As you can tell, this is something I've thought a lot about! My goal was to create a structure that gives people a lot of freedom to do what they want but also forces them to work together in order to get it.

Is PfMT a single-session game, or is it intended for longer campaigns?

It plays in a single session. It's designed for three to five players, and it should take about three hours. That said, different groups will play it more quickly or more slowly.

Why go the route of GM-less games?

"GM-less" is a confusing term and means different things to different people. I think it's equally valid to talk about Penny as having many, rotating GMs. But regardless of what you call it, it wasn't something I set out to do. It just grew naturally out of the type of storytelling I was interested in seeing.

What type of player would enjoy Penny most, would you say?

I'd say that those players who like stories that go in unexpected directions and that like to build on the contributions of others (and vice versa) will have the best time with it.
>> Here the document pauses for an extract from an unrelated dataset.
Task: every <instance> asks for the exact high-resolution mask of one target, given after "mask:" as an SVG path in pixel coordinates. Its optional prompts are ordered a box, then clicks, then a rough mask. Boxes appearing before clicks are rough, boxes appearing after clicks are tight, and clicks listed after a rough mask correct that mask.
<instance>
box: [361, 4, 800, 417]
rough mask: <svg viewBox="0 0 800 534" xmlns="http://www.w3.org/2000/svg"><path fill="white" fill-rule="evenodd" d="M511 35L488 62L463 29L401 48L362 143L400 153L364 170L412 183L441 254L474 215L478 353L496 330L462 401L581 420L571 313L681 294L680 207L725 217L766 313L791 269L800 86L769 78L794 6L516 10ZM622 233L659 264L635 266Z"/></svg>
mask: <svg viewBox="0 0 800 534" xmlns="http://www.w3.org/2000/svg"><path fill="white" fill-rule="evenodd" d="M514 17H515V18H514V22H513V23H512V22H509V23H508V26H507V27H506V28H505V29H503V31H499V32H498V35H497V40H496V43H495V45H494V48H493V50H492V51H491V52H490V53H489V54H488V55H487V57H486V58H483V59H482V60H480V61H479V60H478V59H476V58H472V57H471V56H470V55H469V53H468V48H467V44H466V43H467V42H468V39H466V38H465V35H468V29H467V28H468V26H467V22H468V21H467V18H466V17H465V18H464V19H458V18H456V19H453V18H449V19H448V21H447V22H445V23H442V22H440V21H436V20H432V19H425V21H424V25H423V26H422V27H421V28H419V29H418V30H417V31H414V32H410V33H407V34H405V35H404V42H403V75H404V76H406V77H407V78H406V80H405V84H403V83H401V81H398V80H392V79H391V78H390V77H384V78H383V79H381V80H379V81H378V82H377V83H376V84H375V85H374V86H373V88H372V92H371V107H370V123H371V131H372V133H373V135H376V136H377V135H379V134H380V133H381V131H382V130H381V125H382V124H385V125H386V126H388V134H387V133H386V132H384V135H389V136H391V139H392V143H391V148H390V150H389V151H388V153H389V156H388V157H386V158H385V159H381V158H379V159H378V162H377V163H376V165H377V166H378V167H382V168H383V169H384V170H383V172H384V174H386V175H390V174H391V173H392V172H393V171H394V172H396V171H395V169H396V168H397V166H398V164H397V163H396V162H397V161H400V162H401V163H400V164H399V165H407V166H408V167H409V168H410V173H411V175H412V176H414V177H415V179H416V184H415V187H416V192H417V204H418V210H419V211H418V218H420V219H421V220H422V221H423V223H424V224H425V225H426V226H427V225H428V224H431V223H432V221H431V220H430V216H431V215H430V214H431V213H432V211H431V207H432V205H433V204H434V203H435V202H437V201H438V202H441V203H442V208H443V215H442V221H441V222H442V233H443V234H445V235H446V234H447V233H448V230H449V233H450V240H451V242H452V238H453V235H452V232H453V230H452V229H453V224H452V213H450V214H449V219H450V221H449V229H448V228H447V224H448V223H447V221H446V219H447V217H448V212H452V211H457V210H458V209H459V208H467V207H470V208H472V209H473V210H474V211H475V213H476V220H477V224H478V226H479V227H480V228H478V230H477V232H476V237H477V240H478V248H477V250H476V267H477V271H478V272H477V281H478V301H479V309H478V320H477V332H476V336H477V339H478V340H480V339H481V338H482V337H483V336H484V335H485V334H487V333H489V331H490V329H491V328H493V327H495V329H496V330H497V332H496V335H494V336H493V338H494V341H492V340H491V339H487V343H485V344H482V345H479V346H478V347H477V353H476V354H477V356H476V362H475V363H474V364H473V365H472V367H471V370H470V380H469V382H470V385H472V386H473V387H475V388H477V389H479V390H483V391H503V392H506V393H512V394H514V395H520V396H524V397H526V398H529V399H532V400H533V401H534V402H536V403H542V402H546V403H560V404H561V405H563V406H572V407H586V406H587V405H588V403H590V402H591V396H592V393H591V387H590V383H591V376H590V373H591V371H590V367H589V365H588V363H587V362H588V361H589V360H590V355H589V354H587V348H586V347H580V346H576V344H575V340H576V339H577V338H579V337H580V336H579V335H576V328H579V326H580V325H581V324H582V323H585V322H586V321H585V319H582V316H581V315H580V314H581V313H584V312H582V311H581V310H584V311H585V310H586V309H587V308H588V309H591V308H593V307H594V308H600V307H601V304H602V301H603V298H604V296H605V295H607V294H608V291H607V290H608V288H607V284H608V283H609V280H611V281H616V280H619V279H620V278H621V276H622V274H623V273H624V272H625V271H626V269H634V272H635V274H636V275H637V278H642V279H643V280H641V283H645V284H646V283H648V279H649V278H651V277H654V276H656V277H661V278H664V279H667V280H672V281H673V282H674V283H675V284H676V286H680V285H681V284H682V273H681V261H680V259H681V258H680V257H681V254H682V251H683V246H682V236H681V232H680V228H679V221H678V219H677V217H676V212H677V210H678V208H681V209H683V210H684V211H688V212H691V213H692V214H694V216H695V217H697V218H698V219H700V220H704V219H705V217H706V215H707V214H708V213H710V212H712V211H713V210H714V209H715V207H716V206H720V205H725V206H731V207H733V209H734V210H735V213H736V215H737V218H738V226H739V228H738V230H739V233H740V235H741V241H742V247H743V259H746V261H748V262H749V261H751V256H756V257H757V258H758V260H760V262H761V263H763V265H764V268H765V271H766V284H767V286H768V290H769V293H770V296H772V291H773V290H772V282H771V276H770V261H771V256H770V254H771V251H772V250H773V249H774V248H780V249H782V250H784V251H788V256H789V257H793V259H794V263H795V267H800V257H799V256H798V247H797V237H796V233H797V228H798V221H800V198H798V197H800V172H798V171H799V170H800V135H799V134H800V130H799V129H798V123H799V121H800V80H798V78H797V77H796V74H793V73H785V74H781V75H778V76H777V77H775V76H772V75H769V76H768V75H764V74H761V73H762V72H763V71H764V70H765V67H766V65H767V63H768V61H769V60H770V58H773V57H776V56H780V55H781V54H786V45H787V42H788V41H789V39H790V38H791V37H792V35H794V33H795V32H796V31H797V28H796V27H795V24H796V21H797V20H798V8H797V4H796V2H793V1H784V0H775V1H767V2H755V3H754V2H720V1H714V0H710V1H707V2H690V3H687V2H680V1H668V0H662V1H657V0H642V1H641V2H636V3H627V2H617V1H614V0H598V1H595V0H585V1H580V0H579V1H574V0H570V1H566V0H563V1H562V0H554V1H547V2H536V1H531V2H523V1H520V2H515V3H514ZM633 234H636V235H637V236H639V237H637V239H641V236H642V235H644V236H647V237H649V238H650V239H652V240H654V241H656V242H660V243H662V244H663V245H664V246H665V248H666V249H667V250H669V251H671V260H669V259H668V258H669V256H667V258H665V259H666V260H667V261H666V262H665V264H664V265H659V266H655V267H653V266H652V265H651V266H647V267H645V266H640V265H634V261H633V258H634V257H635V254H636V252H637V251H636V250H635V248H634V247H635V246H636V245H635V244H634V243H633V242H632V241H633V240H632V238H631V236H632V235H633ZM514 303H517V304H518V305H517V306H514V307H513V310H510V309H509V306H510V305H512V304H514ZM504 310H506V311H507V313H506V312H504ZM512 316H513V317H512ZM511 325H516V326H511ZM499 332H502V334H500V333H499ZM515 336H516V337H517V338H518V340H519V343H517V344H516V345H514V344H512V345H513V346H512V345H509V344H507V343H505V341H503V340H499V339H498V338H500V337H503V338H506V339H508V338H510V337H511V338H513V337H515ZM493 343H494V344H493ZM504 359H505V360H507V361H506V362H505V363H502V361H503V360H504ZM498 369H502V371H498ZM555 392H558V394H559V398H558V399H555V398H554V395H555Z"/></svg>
It was influenced by my experiences with improv theatre, so people who like that sort of storytelling but in a more intimate environment than being on stage should have fun.

Would you say Penny makes a good con game? On the one hand it is intended for a single session, but on the other hand, it benefits from familiarity/intimacy with the other players.

It can be a little tricky, especially because of unspoken assumptions of what's appropriate to introduce during the session. There's a lot of text in the book about this, and in fact, the Facts & Reassurances mechanism was created to deal with this very issue. That said, I think it can be great thing to try at a convention because it helps to build familiarity and intimacy with the other players. One the things I mention in the book is that I hope people talk about the experience afterward to work through some of those missed cues or to thank people for picking up on what they wanted. That feedback process is important.

Let's talk for a bit about the process: How long have you been working on Penny and how much work did it turn out to be, in comparison with your early assessment?

Penny started as my entry in the Game Chef competition in the spring of 2007. It's based on a few ideas I had before that, but nothing was written down until then. I had hoped to be able to release it at GenCon in August 2007, but that turned out to be folly. There was a lot more work to be done than I released, mostly in playtesting and in writing supporting text. The design was completed early on, but turning that design into a text people could understand was harder. I'm a slow writer, so it took longer than it should have. I like to joke that A Penny For My Thoughts is the smallest design that ever took two and half years to write.

Ok, Paul, thank you for your time.

A Penny for My Thoughts is published by Indie Press Revolution and is available in both print and PDF formats.

More information about the game, including excerpts, can be found at www.orphicinstitute.com.

This interview’s Hebrew translation was also posted at www.hamishakia.co.il.

Nice interview, zip! It sounds like an interesting game. I also stumbled across a review of it here:


Thanks. If I can get more, I'll bring them here.

Paul Tevis pretty much is awesome. So much more articulate than so many game designers I've seen interviewed. You can tell he actually thinks about things.

I've played this. A guy I know ran it at a convention a couple of years ago. It was a blast. It was also utterly, utterly unlike any other RPG I've ever played.